什么是keepalived?
Keepalived是一个轻量级的高可用解决方案,主要用于Linux系统。它的主要功能是通过虚拟路由冗余协议(VRRP)实现高可用性,确保服务的持续运行,避免单点故障。Keepalived最初是为LVS(Linux Virtual Server)设计的,用于监控集群系统中各个服务节点的状态。如果某个服务节点出现异常或故障,Keepalived会自动将其从集群系统中剔除,并在节点恢复正常后自动将其重新加入集群
工作原理
Keepalived通过VRRP协议实现高可用性。VRRP协议将多台功能相同的路由器组成一个小组,其中一台作为主设备(master),其余作为备份设备(backup)。Keepalived的核心模块负责启动和维护主进程,健康检查模块负责监测服务节点的状态,而VRRP模块则实现VRRP协议。当主设备出现故障时,备份设备会接管其职责,确保服务的连续性
keepalived核心概念
虚拟路由器(Virtual Router):
由一组物理路由器组成,对外表现为一台逻辑路由器,虚拟路由器拥有一个虚拟 IP 地址(通常作为客户端的默认网关)和一个虚拟 MAC 地址。
Master 路由器:
虚拟路由器中实际转发数据包的路由器,负责响应 ARP 请求,将虚拟 MAC 地址与虚拟 IP 地址绑定。
Backup 路由器:
处于备用状态的路由器,当 Master 路由器故障时,Backup 路由器会接管 Master 的职责。
优先级(Priority):
用于决定哪台路由器成为 Master。取值范围为 1 到 255,默认值为 100,数值越大优先级越高。
keepalived工作原理
初始化阶段:
路由器启动后,会根据配置的优先级加入 VRRP 组。如果组内没有 Master,优先级最高的路由器将成为 Master。
Master 选举:
如果有多台路由器同时启动,优先级最高的路由器成为 Master。如果优先级相同,则比较接口 IP 地址,IP 地址大的成为 Master。
心跳机制:
Master 路由器会定期发送 VRRP 心跳报文(Hello Message),通告自己的状态。

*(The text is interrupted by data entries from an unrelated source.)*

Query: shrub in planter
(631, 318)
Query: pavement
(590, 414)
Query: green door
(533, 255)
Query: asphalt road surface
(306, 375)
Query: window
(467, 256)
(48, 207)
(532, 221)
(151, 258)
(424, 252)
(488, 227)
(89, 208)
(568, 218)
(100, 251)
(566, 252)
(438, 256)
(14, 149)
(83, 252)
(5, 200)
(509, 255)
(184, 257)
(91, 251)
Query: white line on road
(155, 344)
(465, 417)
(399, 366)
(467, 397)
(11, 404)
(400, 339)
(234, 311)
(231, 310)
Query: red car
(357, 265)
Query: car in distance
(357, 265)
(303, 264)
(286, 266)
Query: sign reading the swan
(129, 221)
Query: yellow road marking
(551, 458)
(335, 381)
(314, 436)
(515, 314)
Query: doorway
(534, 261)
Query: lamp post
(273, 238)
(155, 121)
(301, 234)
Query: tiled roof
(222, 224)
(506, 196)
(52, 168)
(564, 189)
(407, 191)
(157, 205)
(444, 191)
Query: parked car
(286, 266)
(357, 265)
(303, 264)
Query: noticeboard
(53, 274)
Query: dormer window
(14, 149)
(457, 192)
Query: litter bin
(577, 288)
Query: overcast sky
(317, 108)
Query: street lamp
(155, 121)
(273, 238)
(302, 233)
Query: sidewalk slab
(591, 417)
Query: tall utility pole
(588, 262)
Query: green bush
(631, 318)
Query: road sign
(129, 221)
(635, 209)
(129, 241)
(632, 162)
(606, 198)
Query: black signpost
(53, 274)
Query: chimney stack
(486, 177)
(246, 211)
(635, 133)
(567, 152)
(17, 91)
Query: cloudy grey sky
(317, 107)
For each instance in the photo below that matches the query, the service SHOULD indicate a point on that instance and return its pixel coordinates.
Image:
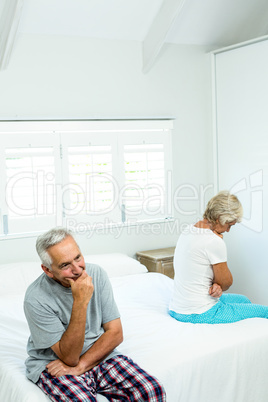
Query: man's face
(67, 261)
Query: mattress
(194, 362)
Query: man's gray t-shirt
(48, 307)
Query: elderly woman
(202, 273)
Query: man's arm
(69, 348)
(222, 275)
(107, 342)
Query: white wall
(242, 128)
(75, 78)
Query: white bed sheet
(195, 363)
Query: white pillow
(17, 276)
(117, 264)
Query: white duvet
(195, 362)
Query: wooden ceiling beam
(159, 30)
(9, 22)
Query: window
(83, 173)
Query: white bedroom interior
(105, 60)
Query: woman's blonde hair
(224, 208)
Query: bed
(195, 363)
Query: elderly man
(75, 328)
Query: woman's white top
(196, 251)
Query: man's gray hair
(49, 239)
(224, 207)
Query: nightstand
(159, 260)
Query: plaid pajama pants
(118, 379)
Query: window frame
(64, 133)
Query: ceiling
(199, 22)
(210, 23)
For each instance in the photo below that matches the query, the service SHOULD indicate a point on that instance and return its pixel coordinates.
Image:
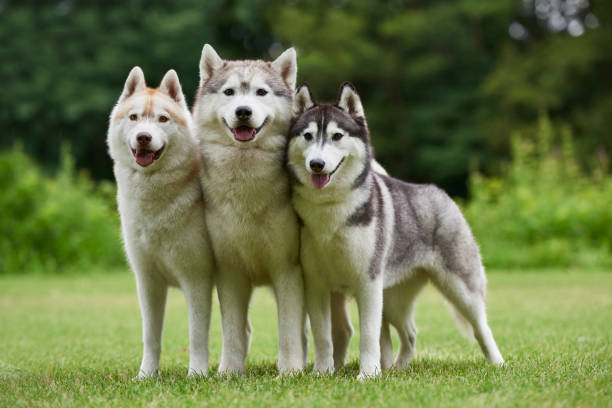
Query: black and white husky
(374, 237)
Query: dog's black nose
(243, 112)
(317, 165)
(143, 138)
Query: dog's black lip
(334, 170)
(231, 129)
(337, 167)
(156, 154)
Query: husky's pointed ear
(286, 65)
(171, 86)
(134, 82)
(349, 100)
(209, 62)
(303, 100)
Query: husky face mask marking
(148, 118)
(330, 140)
(245, 96)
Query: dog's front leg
(370, 302)
(319, 312)
(289, 291)
(198, 294)
(234, 291)
(152, 292)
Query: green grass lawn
(75, 341)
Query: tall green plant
(544, 210)
(55, 224)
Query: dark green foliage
(442, 82)
(55, 224)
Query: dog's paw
(197, 373)
(146, 375)
(323, 369)
(369, 375)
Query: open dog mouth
(145, 157)
(246, 133)
(321, 180)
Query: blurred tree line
(444, 83)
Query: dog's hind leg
(386, 346)
(399, 304)
(152, 292)
(289, 292)
(342, 330)
(471, 304)
(369, 298)
(198, 294)
(234, 291)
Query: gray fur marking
(363, 214)
(376, 265)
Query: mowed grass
(75, 341)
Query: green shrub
(544, 210)
(55, 224)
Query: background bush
(55, 224)
(544, 210)
(443, 82)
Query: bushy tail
(463, 325)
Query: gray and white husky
(157, 167)
(241, 116)
(374, 237)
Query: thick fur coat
(157, 166)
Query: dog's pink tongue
(144, 157)
(244, 133)
(319, 180)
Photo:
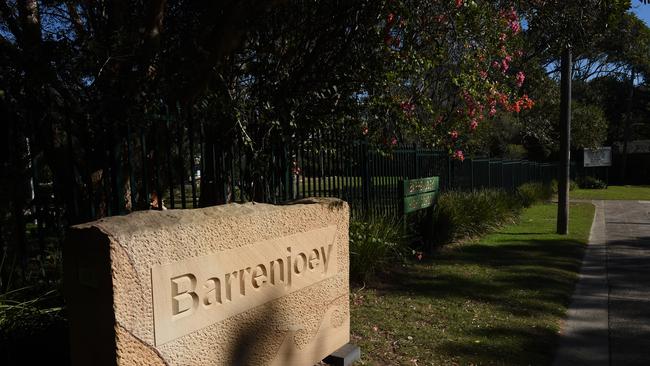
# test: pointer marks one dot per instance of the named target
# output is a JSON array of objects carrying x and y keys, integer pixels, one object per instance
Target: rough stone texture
[{"x": 108, "y": 266}]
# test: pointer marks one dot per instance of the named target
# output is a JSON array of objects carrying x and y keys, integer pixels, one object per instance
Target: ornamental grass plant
[
  {"x": 466, "y": 214},
  {"x": 376, "y": 244}
]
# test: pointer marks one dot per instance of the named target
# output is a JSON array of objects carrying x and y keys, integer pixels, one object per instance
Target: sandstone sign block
[{"x": 250, "y": 284}]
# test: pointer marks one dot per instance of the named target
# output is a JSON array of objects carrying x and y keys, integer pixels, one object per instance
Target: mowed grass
[
  {"x": 495, "y": 301},
  {"x": 613, "y": 193}
]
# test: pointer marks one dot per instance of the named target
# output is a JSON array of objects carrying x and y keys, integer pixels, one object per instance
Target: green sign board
[
  {"x": 417, "y": 186},
  {"x": 418, "y": 202},
  {"x": 419, "y": 193}
]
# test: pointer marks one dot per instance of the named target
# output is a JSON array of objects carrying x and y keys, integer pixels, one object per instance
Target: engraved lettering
[
  {"x": 229, "y": 285},
  {"x": 314, "y": 259},
  {"x": 280, "y": 263},
  {"x": 208, "y": 289},
  {"x": 258, "y": 279},
  {"x": 303, "y": 266},
  {"x": 213, "y": 292},
  {"x": 289, "y": 267},
  {"x": 184, "y": 299},
  {"x": 326, "y": 257}
]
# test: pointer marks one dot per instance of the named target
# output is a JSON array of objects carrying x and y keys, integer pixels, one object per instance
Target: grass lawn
[
  {"x": 613, "y": 193},
  {"x": 498, "y": 300}
]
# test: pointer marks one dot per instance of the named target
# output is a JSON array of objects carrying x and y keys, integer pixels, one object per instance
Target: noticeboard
[{"x": 601, "y": 156}]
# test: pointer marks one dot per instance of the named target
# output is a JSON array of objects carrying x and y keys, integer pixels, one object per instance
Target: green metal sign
[
  {"x": 417, "y": 186},
  {"x": 418, "y": 202},
  {"x": 419, "y": 193}
]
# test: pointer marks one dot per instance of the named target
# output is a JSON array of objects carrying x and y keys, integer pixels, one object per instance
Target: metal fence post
[{"x": 365, "y": 178}]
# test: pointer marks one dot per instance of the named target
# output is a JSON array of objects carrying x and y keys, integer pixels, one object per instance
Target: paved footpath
[{"x": 608, "y": 322}]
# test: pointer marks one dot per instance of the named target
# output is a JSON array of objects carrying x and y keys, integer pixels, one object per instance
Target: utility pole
[{"x": 565, "y": 143}]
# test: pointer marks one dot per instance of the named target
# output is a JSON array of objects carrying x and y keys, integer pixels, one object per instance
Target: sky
[{"x": 642, "y": 11}]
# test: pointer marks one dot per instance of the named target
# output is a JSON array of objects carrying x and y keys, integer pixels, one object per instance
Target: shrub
[
  {"x": 375, "y": 244},
  {"x": 30, "y": 319},
  {"x": 467, "y": 214},
  {"x": 592, "y": 183},
  {"x": 530, "y": 193}
]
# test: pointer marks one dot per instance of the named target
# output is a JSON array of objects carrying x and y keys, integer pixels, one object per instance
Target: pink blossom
[
  {"x": 515, "y": 27},
  {"x": 520, "y": 78},
  {"x": 505, "y": 64},
  {"x": 407, "y": 107}
]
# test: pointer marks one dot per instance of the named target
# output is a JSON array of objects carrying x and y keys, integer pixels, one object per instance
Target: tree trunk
[
  {"x": 626, "y": 129},
  {"x": 565, "y": 144}
]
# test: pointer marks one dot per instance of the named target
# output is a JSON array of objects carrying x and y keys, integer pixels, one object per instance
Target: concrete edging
[{"x": 584, "y": 338}]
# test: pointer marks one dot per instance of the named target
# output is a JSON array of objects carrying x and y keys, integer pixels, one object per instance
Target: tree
[{"x": 560, "y": 29}]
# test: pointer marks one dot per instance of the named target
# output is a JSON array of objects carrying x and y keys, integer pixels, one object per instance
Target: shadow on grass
[{"x": 530, "y": 281}]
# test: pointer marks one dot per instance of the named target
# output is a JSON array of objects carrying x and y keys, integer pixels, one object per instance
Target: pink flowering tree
[{"x": 450, "y": 67}]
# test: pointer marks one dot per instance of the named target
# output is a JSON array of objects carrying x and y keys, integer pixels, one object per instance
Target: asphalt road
[{"x": 608, "y": 322}]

Backup 路由器通过接收心跳报文来检测 Master 的状态。
故障检测与切换:
如果 Backup 路由器在超时时间内未收到 Master 的心跳报文,会认为 Master 故障。Backup 路由器中优先级最高的设备将成为新的 Master,并接管虚拟 IP 和 MAC 地址。
抢占机制:
如果配置了抢占模式,当 Backup 路由器的优先级高于当前 Master 时,会主动抢占成为 Master。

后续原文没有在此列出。